Opening a rattan bureau, she’d fingered some of the outfits inside: elaborate white dresses, but also surprises such as a fringed brown-suede vest with matching pants. Depending on the festival, she’d explained, she’ll take on the identity of a different orixá. Though not normally a drinker, she imbibes on festival days as a means of accessing those figures. A framed photo showed Pel in a sailor’s hat and blue-and-white-striped shirt, wielding a large bottle of dark liquid. The seaman, Marujo (a sort of land-based deity), likes rum and red wine, apparently, while some of the others are partial to whiskey or champagne. Another photo captured an unrecognizable Pel with teased-out hair and crimson lipstick, sporting a short sequined dress. It had been taken just four years earlier, on the occasion of the festival of an orixá associated with promiscuity. “When I’m all dressed up,” she’d explained, “you’re not going to guess that I’m 73.” And when the festas are over? She doesn’t remember a thing.

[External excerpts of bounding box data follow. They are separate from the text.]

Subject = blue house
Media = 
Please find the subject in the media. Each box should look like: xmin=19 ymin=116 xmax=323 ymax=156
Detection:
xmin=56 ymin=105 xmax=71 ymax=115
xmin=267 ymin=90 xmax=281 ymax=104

Colors are central to the African-derived religion known as candomblé. On Iemanjá’s festa day, the faithful don white clothes and offer snowy roses, lilies, and baby’s breath in tribute.

Now Pel sits dwarfed by the voluminous layers of her blue satin dress. Devotees approach one by one, kneeling before her and kissing her hands as she variously moans, slaps her chest with open palms, stares intently out of milky blue eyes, and hugs her devotees tightly to a sweat-drenched bosom. Whether drunk or possessed or both, she doesn’t remotely resemble the Mãe Pel of a few days earlier. Though she has never learned to swim, Pel had said that, when possessed by Iemanjá, she descends far beneath the waves. “When I’m at the high sea, Iemanjá does what she wants with me.”

Left: Crowds gather to cheer on musicians, dancers, and practitioners of the martial art capoeira. Right: Baianas serve up traditional acarajé, or fradinho bean fritters.

Eventually a young man leads Pel from the shack and down to the water’s edge, where a group of fishermen help her wade out to one of their simple boats, her dress ballooning out around her. One of them lifts her bride-over-threshold style and deposits her on a boat bench. She waves her hands lazily in a way that may or may not be intended to signify goodbye, and disappears toward the horizon. Twenty-five minutes later, the boat resurfaces with a drenched, kerchief-less Pel, whose long, sodden hair clings halfway down her back. A fisherman and two women half-carry, half-drag the septuagenarian back across the sand, as her legs buckle beneath her. The crowd cheers for her safe return, for the wonder that is the ocean, and for another year of plenty, by the grace of her bounteous depths.

Bahian Palm Oil

Coastal Bahia is among the few places in the New World that’s home to dense natural stands of African oil palm trees. The kernels from the fruits, which were brought over on slave ships in the 16th century, eventually found their way into the ground. Locals still cook with the floral, saffron-red oil, and cultivate, harvest, and extract it manually in the tradition of their ancestors.

Palm oil gets a bad rap because of the deforestation its production has caused elsewhere, but the artisanal oil used in Bahia is of a different sort. The biodiverse landscapes here—incorporating manioc and other crops close to the ground, and oil palm, mango, and other trees reaching for the sun—are a dramatic contrast to the oil-palm monocultures common across Indonesia and Malaysia (and, increasingly, Brazil and parts of Latin America). Consumed in its original form—as opposed to the refined, bleached stuff that makes its way into junk foods across the planet—this dendê is rich in flavor and in vitamins A and E. According to Alicio Charoth, a 57-year-old chef from Salvador, “It’s symbolic of the Bahian people and our culinary tradition—an example of resistance, and a break with those who colonized us.”